Czytaj

arrow pointing down

Iwona Białynicka-Birula – interview 2: working in AI in the USA

An interview with AI expert Iwona Białynicka-Birula, whose experience spans eBay, Google and Facebook. We discuss what working in artificial intelligence looks like in the USA.

💡 This is the second part of the interview with Iwona Białynicka-Birula. Read the first interview here – click.

Previously, we discussed Iwona's life experiences. In this interview, we focus on what it is like to work with artificial intelligence in the USA.

Watch and listen to the full interview on YouTube:

You can also listen on podcast platforms:

Interview

[Ziemowit Buchalski]: And what were your experiences at Facebook, since you worked there too?

[Iwona Białynicka-Birula]: Yes, at Facebook, I worked mainly on Marketplace. Facebook Marketplace is a very popular product—I heard it is in Poland as well. My task was cataloging, essentially introducing structure to all those listings on Facebook Marketplace. Because, as is well known, a person posting an ad on Facebook Marketplace often doesn't provide any category, anything. They take a photo, write some description. Sometimes they just write: "For sale." It's very hard then to create a catalog of all these products and understand that these are similar products and those are not. So, I created a system there that automatically analyzed all these ads and organized them into a hierarchy with categories, subcategories, attributes, and so on.

Later, for a while, I dealt with video ranking, specifically music videos, which I don't think are available in Poland. You have to pay those recording companies. However, in the States, we had licenses to distribute those music videos.
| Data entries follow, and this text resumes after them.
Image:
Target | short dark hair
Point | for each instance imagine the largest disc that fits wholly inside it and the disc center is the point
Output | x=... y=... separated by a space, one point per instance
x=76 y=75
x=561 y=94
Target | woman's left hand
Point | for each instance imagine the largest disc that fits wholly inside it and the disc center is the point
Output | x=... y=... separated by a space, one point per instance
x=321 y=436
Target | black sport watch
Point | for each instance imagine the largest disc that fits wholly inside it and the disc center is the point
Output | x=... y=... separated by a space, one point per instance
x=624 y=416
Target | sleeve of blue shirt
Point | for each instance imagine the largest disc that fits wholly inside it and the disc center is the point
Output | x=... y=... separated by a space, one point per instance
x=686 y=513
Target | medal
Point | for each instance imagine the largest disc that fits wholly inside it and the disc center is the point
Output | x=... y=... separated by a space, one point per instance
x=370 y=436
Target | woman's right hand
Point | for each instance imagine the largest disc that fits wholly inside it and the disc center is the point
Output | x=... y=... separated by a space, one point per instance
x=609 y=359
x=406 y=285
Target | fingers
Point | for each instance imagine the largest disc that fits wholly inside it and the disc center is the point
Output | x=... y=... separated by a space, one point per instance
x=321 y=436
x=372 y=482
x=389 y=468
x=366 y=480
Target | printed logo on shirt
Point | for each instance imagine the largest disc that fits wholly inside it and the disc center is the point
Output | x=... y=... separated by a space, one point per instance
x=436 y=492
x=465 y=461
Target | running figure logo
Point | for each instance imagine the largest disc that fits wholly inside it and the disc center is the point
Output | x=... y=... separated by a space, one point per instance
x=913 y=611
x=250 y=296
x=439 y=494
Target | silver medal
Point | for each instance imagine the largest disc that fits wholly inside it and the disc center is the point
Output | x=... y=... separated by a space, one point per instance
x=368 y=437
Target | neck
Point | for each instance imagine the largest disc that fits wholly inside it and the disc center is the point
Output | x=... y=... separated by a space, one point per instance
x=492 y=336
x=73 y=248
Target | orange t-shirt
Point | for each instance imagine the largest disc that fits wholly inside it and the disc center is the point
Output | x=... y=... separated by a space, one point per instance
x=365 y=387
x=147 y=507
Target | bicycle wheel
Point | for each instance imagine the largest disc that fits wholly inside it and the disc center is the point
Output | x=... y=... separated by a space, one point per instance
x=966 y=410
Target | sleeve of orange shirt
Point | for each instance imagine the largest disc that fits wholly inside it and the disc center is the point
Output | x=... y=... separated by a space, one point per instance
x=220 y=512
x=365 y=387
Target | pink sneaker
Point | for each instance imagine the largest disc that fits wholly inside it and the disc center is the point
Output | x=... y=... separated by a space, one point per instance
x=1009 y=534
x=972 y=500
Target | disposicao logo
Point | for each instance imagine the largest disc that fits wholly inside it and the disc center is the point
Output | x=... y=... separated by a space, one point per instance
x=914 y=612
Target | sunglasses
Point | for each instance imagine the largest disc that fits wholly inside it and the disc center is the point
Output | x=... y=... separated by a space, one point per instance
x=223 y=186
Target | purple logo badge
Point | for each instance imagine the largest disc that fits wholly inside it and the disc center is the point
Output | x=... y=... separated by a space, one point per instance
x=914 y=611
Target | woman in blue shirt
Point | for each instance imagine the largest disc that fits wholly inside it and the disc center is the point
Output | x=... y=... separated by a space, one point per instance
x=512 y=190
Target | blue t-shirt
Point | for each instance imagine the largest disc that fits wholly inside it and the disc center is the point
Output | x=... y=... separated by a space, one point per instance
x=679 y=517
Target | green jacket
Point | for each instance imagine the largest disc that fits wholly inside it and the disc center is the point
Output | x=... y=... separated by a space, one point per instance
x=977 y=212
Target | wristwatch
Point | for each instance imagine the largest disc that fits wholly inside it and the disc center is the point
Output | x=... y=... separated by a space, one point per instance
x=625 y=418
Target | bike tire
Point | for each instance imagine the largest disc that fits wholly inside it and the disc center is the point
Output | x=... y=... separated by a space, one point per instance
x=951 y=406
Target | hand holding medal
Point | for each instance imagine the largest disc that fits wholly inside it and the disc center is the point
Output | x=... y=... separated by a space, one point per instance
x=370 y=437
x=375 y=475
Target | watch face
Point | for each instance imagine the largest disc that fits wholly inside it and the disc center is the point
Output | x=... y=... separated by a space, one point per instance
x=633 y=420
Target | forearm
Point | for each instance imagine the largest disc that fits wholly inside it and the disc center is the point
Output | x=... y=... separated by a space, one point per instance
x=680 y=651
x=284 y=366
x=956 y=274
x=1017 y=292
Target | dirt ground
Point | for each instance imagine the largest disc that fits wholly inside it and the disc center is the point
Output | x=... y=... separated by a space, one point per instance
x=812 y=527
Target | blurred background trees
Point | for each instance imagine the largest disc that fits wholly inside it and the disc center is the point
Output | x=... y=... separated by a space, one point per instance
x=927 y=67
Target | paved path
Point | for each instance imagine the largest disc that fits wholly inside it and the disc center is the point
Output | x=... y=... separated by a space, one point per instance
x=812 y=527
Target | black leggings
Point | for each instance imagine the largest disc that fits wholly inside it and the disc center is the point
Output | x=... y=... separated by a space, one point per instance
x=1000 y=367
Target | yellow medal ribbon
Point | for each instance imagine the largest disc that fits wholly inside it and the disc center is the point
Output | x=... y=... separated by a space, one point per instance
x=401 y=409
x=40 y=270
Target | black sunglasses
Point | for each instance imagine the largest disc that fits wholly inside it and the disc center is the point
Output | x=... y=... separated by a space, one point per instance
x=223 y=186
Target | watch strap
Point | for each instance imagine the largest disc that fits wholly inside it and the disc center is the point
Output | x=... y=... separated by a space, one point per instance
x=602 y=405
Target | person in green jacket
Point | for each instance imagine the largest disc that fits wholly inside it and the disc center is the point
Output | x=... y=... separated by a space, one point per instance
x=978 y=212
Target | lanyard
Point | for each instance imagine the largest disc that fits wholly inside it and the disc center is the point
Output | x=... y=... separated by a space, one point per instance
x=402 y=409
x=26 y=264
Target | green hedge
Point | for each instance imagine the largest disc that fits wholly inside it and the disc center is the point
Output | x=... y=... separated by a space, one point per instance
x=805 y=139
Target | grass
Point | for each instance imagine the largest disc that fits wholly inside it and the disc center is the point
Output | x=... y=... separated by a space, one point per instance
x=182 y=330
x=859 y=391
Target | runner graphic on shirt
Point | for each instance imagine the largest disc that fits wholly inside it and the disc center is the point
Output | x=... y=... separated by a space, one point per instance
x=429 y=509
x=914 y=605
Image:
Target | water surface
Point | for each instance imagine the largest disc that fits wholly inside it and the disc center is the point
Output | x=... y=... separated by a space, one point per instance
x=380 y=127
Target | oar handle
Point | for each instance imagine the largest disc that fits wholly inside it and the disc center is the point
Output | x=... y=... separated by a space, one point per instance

And we had to put them into all those feeds intelligently so they would interest people. We had to understand what kind of music taste someone had. And that was interesting because I learned a bit about how a newsfeed ranking algorithm works—it's quite controversial. Some people believe it even harms mental health.

You trained models to increase the viewership specifically of music. That was your defined task—artificial intelligence, but not generative, just deep learning.

Yes, that was before the boom of generative AI. I think a lot would have changed now as a result, because in Meta, there was a lot of... well, maybe not in ranking. In ranking, we had a lot of organic data because we knew who clicks on what and who likes what, so there was no shortage of data for doing supervised learning. However, in something like Marketplace, for example, it was very much lacking because we didn't have those products tagged with categories or attributes. Facebook employed masses, tens of thousands of people, who made such labels, mostly for moderation—meaning making sure someone didn't write something nasty or illegal. They watch those posts all day and tag them if there is terrorism, hate speech, or something like that. However, in Marketplace, we only had access to a small percentage—for example, 10,000 man-hours a week—and they tagged all those data for supervised learning. I think now at Meta—and the reason why Meta invests so much in their own models, LLaMA—is that they can probably replace much of that work with a model that will automatically label it and thus produce data for machine learning.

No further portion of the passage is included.